PATRIMÓNIO DOS POBRES
Apesar de ter comprado a casa para a Ana, pelo preço de cinquenta mil euros, mais quanto ela devia às finanças, o que passou dos mil e trezentos euros, mais o preço da escritura, mais o que pagou ao Estado para o registo da casa - o Estado não perdoa. Tanto paga o rico como o desgraçado, como se não fosse legal possuir uma casa. Como se uma família não tivesse direito a uma morada. Mais ainda, uma família monoparental com três filhos - o Património dos Pobres não parou.
Bati à porta de gente cristã, pedi-lhes ajuda para a aquisição da quantia necessária e os irmãos responderam generosamente, de modo a que fiquei ainda em condições de continuar a fazer o BEM.
A mãe dos cinco filhos abandonada pelo marido há dezassete anos, recebeu de seus pais, pescadores, uma casa, cuja cozinha ficou quase destruída pelo desertor e assim continuou até à minha visita. Ela lavou a sua loicinha numa bacia de plástico que colocava na banheira da casa de banho ao longo destes anos.
Apareceu-me a pedir pagamento do IMI e uma ajuda porque estava a passar fome. O filho mais velho está na Marinha e os outros, na escola.
O estado da cozinha era realmente uma desgraça: azulejos partidos, chão esburacado, tubagem da água e dos esgotos ausente.

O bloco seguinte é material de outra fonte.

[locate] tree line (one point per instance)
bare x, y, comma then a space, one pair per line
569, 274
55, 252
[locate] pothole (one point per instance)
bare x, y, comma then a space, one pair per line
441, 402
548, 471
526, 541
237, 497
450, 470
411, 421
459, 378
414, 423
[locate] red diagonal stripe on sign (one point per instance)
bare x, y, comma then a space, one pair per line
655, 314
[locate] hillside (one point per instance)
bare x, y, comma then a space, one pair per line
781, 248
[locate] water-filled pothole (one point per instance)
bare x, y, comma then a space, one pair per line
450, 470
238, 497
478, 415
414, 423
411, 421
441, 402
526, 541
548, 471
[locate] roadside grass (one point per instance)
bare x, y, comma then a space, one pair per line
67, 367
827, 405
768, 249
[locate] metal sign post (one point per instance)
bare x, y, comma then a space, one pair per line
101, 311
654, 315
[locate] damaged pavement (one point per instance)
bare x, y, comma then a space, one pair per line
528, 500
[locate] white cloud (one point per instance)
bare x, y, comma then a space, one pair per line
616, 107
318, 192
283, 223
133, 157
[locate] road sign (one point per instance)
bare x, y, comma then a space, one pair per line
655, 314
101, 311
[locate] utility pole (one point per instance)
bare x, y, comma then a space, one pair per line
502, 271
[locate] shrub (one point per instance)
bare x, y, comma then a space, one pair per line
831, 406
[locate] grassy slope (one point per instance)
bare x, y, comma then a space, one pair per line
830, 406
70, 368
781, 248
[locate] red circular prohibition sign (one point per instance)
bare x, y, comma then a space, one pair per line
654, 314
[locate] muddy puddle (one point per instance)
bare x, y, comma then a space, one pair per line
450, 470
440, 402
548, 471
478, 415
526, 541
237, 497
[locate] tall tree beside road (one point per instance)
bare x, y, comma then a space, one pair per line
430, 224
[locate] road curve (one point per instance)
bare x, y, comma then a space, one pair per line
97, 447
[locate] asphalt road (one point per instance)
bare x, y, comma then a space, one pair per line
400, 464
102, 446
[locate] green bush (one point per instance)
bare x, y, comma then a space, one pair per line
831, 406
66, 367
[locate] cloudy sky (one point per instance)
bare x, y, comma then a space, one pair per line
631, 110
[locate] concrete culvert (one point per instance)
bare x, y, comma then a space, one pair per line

- É capaz de arranjar alguém que lhe faça isto e diga quanto custa?
- Vou ver.
Passados uns oito dias, telefona-me a dizer que havia conseguido quem fizesse o serviço por quatrocentos euros. Achei que não era muito caro e comprometi-me. Ao fim de uns dias de trabalho, o pedreiro pediu dinheiro e a senhora chamou-me. Fui lá e, como estava com pressa, não fui ver e preenchi-lhe um cheque de 250€.
Ora, o homem nunca mais apareceu. Vou ver e a pobre estava desolada:
- Aquele maldito enganou-o e aldrabou-me a mim.
- Sabe onde ele mora?
- Não, não sei.
Ao fim desta exclamação, ela olha-me com um ar furioso, olhos negros, faiscantes, cara enrugada pela fome, pelo trabalho e pelo desgosto da própria vida.
- Aquele maldito, senhor padre, se o apanho, ele vai ouvir-me!
O pedreiro era negro, também pobre, e atreveu-se a explorar a desgraçada. É o mal do mundo. Ataca toda a gente. Ricos e pobres. E chama-se GANÂNCIA.
Aquela mulher, porém, não desanimou. Sabendo que poderia pôr a sua cozinha com dignidade, arranjou outro pedreiro que lhe completou o trabalho por mais 150€.
Habituada a vencer as dificuldades, saboreando o apoio de Deus que lhe era oferecido por mim, não se deixou vencer.
Este último alvitrou-lhe que a cozinha ficaria bem se levasse uma cobertura de azulejos por cima dos velhos e do reboco que ele acabara.
A heroína pôs-se de volta de mim:
- Olhe, senhor, são só mais quatrocentos euros e eu fico com a minha cozinha um amor!
Alta, magrinha, de cabelo comprido, mal-tratado, conseguiu vencer-me. Mais ainda, levou-me a uma loja, hipermercado de materiais de construção, e encomendou um móvel com gavetas e lava-loiça e eu paguei mais seiscentos euros.
Este era para ter vindo no dia 9 de Junho, mas, por dificuldades do construtor, só estará pronto dia 17 deste mês.
Depois, prometi-lhe que ia estrear a cozinha, comer com a sua família uma caldeirada na sua casa: sentarmo-nos todos à mesa e elevarmos também o Pão do Céu - a Palavra de Deus. Convidá-las para se aproximarem do Senhor, que veio ao seu encontro, ajudado pela tenacidade e confiança da mãe.
Vai ser uma festa com Deus à mesa.
* * *
Além das rendas da casa que surgem quase diariamente como uma moição que me tolhe, aparecem outras carências a que não posso voltar a cara.
É o caso de outra mulher, também abandonada, embora com dois filhos já criados, com a dívida da luz no valor de 240€.
Fartei-me de lhe dizer que não podia, que os pobres vêm de todos os lados bater-me à porta, mas ela venceu-me:
- Olhe que sou diabética, tenho de ter insulina no frigorífico em casa, e se me cortam a luz, onde a vou guardar?
Agarrou-se a mim a chorar e eu tive de ceder!
Tinha levantado no banco 2.000€ e aquele dinheiro era já o resto.
Ela ansiava por encontrar, na sua linguagem, um anjo de Deus que lhe valesse. E encontrou.